Unfortunately, support and resistance is a waste of time. Whether the market is going to penetrate support or resistance has nothing to do with your entry price. Your entry price has only personal significance. It has no objective significance in the market. The market is not going to go through a support point or go through a resistance point just because of what your entry price is. The concept is not a relevant factor. It’s hype.
Support and resistance analysis asks the market to honor levels that are meaningful only to the person who drew them. Trend following asks nothing of the market. It simply waits for price to move in a defined direction with enough force to justify a position, sizes that position according to current volatility, and follows the move until the rules say to stop. There is no negotiation with the chart and no expectation that any particular level will hold. The market does what it does. The system responds. That is the complete picture.

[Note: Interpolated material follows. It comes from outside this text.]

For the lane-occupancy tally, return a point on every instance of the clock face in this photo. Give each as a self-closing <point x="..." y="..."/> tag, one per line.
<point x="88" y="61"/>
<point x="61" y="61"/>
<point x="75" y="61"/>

For the full context of how the original TurtleTraders approached entries within a complete system, see the TurtleTrader story.
Frequently Asked Questions
Which technical indicator is best for trend following entries?
None of them in isolation. Technical indicators account for roughly 10% of the overall success of a trend following system. The remaining 90% comes from money management, position sizing based on volatility, and the discipline to hold winning trades. No single indicator, whether MACD, RSI, Bollinger Bands, or any other, functions as a trading system by itself.
Do trend followers buy low and sell high?
No. Good traders buy higher and sell lower all along, focusing on how much money they are making or losing overall. As a trend moves up, a trend follower buys more as the price increases. Trying to buy the lowest price is an attempt to predict a bottom, which runs directly against the reactive philosophy of trend following.
What is the key concern in trend following if not entry price?
Market volatility and current equity. The key question is how big you should be trading based on today’s volatility, not where the market is. On a crash day or the day after, volatility is much larger, so position size must be smaller. The entry level is far less important than the size of the position relative to current risk conditions.
Why is support and resistance a waste of time in trend following?
Because your entry price has only personal significance. The market has no knowledge of where you got in and no obligation to respect levels you consider significant. Whether a market penetrates support or resistance has nothing to do with your entry price. Trend following ignores these concepts entirely and acts on price movement alone.
What should the objective of a trend following trade be?
As Tom Basso describes it, the objective is for the position to go to the moon. The exit plan is defined in advance, but the profit target is not. The trend follower stays in the trade for as long as the trend remains valid according to the system’s rules, taking whatever the market gives rather than capping the return at an arbitrary level.